Childcare harder to find in suburban Calgary: report

Trying to find childcare in Calgary can be a challenge and a new report from the Canadian Centre for Policy Alternatives shows where in the city it’s the hardest.

Calgary has a coverage rate of just 37 per cent, which is slightly lower than Toronto and roughly half of what parents in large Quebec cities experience.

More than half of the children under the age of five in Calgary live in a community where there are more than three children competing for one space.

Coverage rates are high downtown, then fall substantially when reaching the suburbs. It’s high in the city’s southeast and in postal codes along the Bow River, but much lower in the northern and southwest sections.

The higher coverage starts in the north near the University of Calgary and follows the Bow through the city centre, veers south following the Elbow River through Mission and Elbow Park, then back over to the Highfield and Lynwood areas.

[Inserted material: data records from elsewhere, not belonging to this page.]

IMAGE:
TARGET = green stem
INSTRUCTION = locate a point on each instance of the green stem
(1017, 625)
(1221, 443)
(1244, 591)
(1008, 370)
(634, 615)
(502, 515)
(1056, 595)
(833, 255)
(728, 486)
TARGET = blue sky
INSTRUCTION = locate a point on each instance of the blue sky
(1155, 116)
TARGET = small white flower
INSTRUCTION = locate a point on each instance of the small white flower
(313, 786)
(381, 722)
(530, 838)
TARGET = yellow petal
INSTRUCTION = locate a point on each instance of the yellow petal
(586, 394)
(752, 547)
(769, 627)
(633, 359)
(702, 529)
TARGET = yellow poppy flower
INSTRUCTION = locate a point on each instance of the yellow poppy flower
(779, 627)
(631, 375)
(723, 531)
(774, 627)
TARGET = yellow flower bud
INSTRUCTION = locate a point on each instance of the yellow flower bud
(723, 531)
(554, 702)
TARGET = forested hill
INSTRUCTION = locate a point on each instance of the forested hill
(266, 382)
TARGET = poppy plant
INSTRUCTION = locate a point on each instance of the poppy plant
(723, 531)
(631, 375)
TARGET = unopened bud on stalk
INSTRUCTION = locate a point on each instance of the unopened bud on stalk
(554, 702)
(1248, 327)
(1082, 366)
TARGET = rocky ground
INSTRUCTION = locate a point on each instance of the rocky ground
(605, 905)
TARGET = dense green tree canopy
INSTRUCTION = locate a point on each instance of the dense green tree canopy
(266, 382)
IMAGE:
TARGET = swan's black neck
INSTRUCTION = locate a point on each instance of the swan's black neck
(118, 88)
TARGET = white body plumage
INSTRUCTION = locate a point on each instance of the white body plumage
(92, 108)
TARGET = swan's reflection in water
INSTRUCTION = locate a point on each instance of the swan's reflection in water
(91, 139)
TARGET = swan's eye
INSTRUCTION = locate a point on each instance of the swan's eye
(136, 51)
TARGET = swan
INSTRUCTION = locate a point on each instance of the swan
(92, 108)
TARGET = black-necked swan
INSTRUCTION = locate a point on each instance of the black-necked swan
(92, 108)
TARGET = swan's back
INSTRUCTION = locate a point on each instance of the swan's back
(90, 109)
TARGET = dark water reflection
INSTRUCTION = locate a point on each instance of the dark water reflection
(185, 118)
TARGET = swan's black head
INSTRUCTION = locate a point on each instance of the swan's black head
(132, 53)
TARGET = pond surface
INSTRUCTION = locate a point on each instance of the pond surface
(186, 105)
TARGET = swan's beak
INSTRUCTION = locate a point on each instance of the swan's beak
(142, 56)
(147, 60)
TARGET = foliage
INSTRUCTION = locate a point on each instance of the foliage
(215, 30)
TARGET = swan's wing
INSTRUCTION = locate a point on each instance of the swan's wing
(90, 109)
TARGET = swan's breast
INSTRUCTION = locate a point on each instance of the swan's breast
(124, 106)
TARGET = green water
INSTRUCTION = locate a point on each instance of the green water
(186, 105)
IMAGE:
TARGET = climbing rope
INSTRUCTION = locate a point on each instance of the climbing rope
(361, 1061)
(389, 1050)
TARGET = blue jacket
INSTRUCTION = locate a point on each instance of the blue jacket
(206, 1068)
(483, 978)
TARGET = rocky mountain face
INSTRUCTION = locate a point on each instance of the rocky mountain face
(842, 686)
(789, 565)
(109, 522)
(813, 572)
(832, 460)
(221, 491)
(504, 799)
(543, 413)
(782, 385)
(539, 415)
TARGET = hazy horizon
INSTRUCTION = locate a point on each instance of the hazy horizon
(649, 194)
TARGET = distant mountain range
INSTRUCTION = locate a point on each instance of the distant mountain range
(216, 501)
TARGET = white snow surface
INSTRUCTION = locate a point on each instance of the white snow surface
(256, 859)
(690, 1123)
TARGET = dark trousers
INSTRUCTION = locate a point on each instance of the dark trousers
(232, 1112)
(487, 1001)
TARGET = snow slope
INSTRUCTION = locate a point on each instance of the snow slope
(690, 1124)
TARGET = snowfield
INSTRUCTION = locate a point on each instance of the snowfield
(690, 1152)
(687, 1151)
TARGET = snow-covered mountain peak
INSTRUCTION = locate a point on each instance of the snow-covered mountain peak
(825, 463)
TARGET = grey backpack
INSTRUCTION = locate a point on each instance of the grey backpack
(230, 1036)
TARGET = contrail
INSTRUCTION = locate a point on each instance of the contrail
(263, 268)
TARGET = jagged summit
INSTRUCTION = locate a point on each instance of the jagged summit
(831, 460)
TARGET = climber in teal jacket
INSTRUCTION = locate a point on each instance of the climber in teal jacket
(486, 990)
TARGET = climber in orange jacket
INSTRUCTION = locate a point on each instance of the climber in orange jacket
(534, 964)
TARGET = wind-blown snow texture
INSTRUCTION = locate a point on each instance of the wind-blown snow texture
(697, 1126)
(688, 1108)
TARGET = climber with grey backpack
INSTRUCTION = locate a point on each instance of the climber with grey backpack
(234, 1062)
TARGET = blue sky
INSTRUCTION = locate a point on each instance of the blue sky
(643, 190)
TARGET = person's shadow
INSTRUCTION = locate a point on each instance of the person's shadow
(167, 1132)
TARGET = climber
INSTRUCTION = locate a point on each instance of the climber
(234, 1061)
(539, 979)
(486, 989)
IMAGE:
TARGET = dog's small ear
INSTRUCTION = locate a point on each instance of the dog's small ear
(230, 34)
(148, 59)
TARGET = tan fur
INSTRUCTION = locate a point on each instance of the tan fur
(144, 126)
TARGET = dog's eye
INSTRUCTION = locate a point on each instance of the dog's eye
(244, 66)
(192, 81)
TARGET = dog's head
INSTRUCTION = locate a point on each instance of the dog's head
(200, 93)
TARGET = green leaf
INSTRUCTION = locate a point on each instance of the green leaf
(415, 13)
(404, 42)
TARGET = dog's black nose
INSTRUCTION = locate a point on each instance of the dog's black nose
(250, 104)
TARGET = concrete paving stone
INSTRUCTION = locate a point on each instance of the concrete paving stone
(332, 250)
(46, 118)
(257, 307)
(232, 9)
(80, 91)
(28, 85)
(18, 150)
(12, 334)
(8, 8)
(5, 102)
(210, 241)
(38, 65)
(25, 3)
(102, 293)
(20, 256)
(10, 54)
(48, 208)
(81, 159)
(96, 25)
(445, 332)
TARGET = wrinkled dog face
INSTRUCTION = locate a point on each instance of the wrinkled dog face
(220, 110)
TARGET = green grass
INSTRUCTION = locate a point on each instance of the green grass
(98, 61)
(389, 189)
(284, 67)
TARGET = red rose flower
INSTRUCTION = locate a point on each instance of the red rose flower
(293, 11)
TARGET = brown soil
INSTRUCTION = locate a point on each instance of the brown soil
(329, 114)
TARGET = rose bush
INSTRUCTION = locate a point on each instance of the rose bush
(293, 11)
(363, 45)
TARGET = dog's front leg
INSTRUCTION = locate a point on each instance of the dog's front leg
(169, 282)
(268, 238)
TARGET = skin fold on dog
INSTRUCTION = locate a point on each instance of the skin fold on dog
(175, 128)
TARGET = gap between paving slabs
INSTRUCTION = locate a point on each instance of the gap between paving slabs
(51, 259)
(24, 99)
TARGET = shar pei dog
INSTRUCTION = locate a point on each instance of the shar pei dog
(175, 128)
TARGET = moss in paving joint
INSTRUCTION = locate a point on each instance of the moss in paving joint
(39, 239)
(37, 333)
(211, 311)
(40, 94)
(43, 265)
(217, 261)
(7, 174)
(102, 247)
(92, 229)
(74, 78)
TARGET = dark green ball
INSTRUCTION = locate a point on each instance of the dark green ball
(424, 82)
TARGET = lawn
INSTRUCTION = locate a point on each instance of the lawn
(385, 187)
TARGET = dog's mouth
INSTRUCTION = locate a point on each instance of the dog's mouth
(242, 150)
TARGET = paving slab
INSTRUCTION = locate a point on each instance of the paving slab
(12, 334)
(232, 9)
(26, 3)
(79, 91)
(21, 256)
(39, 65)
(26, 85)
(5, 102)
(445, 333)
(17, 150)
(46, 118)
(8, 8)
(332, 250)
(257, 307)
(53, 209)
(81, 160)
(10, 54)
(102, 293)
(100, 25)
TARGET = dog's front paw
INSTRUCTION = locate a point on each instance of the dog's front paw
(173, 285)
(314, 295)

Neighbourhoods in the southwest, including Lakeview, Braeside, Willow Park and Lake Bonavista, have somewhat lower coverage rates of around 50 per cent.

But areas like Cranston and Mackenzie Lake in the southeast have coverage rates of at or below 20 per cent despite large numbers of young children living there.

It’s a similar situation for much of the northern part of the city, where coverage rates of 20 per cent stretch from Tuscany through Saddle Ridge.

At 36 per cent, Alberta as a whole has slightly lower child care coverage than British Columbia.

Rural Alberta fares even worse with a coverage rate of 24 per cent, a little more than half the coverage parents would find in Calgary and Edmonton.